Which is when I realized I have and am currently living “my dream”. Yes I would like for there to be a few additional elements, but the truth is I haven’t found that part of my life yet. Or maybe I have and I cant see it yet. Maybe If I would just breathe and chill the fuck out I would be able to see that my path is working out petty nicely for myself. That I have grown to be a woman with self-respect, walked friends through grief, have beautiful and devoted support for my goals in music and writing and that thank jesus I have a sense of humor regarding just about everything. That I’ve traveled and lived in many cities and dated half the nations population, and learned new things everyday of my life. That I have been pretty ungrateful recently.

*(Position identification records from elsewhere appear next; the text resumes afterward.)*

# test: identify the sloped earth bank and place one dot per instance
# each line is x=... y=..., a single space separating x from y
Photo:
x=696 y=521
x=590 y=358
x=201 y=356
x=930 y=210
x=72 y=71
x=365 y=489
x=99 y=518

I also realized that just because these people are hanging curtains in their new windows, tying the knot and owning things like “daily planners” doesn’t mean that they have themselves or the world any more figured out than I do.That they are now somehow instantly content forever and they can rest their hats and discontinue self improvement and understanding because they now have the answer to all of the worlds questions and sorrows. And if they do then I salute them. Others pace is irrelevant to my own.
I mean I could type on and on forever trying to intellectualize something I’ve known for a while:
We all want love. We all want to feel special and noticed and heard and understood and cared for. And we are responsible for establishing how we would like to accomplish those things. And not only establish how but wholly completely and totally believe in our own dream. Even when others don’t. Even when it seems like the dream is “unlikely”. Even when we are tired and worn out and beaten down. We have to find that resilience to believe in what we want most.
So instead of making pie graphs of my happiness vs. the worlds happiness Im just gonna shut the fuck up and start living more presently. Laughing more. Letting myself exist as the woman I am, evolving at the pace that I am evolving and celebrate the happiness I have in my own life and the happiness my friends and loves are experiencing in their lives.
As one of my boss bitch role models once said “I am the empress of my own goddamn happiness”.
Cheers, bitches. I love all y’all & I want magic and love for e’rry last one of you!